The doll inspired within me great pride. Because he couldn't talk, there wouldn't be that awkward period of discovering he had nothing of consequence to say. Because he was always smiling, I didn't have to look beneath the surface for his dark side. Because he was nude, I didn't have to worry about discovering he had tattoos of his former and current girlfriends, multiple piercings, or an exploding pustule disease. He came as advertised: the perfect man.

The green eyed monster of my own make up was quick to surface. There was no real reason for the jealousy. It was too soon in our relationship for there to be an element of possessiveness. I fought back the feeling as best I could, with the understanding he wasn't a man. He was an actual possession.

Other people at the park came by to discuss the doll, some being quite blunt about his obvious shortcoming. He also lacks fingers, but no one wanted to address that fact. A nice woman asked if she could borrow him for a photo.

"Sure. His name is David."

"Can I call him Dave?" she asked.

"No," I snapped. "He goes by his full name. No nicknames."

"Okay," she said, giving me a perplexed look.

I watched my doll being carried across the park. Then I watched a bevy of young women kiss him during the photo. The doll didn't mind, but I did. I didn't want another woman's lipstick on my man.

The doll was returned unharmed. I took him over to the low lying chair I'd been occupying. It was uncomfortable. Then I had the idea to use the doll as a back rest. Now it was a perfect fit. I slung his arms around me, allowing the doll to give me a hug.

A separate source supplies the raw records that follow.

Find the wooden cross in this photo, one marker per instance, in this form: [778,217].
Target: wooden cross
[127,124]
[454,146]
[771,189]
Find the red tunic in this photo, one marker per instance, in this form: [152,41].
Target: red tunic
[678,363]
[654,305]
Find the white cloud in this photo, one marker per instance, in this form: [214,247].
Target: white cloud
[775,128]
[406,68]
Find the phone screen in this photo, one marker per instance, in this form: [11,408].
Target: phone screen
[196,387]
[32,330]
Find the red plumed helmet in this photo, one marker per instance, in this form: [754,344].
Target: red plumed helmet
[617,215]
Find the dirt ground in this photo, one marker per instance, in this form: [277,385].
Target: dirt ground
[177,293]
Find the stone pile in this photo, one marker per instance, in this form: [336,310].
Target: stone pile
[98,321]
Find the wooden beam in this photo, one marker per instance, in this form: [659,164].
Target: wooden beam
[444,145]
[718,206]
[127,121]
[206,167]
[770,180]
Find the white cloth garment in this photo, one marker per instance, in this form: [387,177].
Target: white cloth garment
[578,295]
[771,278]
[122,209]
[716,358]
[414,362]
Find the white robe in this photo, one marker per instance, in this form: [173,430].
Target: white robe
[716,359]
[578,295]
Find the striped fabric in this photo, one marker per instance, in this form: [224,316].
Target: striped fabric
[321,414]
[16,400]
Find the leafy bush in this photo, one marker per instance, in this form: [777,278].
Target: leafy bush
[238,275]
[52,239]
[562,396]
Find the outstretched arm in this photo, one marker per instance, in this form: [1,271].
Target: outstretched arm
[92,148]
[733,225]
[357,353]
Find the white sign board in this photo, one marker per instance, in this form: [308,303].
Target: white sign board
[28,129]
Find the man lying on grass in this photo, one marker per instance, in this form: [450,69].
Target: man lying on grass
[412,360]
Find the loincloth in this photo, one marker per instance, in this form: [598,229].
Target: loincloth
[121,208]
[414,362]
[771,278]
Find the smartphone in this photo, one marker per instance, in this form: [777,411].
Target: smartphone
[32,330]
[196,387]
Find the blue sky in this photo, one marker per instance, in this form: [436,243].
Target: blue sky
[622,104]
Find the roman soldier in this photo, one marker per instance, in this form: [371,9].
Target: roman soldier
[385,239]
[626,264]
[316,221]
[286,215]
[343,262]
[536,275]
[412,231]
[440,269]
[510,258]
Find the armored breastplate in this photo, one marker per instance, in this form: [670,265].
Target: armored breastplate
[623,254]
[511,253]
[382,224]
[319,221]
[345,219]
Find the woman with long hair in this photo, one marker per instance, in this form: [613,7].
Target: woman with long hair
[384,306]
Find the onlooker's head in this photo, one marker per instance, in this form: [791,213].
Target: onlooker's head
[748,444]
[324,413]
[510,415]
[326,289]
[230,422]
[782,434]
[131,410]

The tail end of the party was like most evenings: a group of friends laughing and talking. When it was time to leave, my doll was placed in the trunk of the car. Once home, he was allowed to spend the night in the living room. This was a poor choice. While the doll didn't mind sleeping on the couch, my mother was scared silly when she saw a stranger in the house. He was moved to my bedroom, forever to watch over me like an angel.

The winner of the best present under 50¢ was Mike. The powder inside the bag was flour. It was delicate flour/flower, just like me.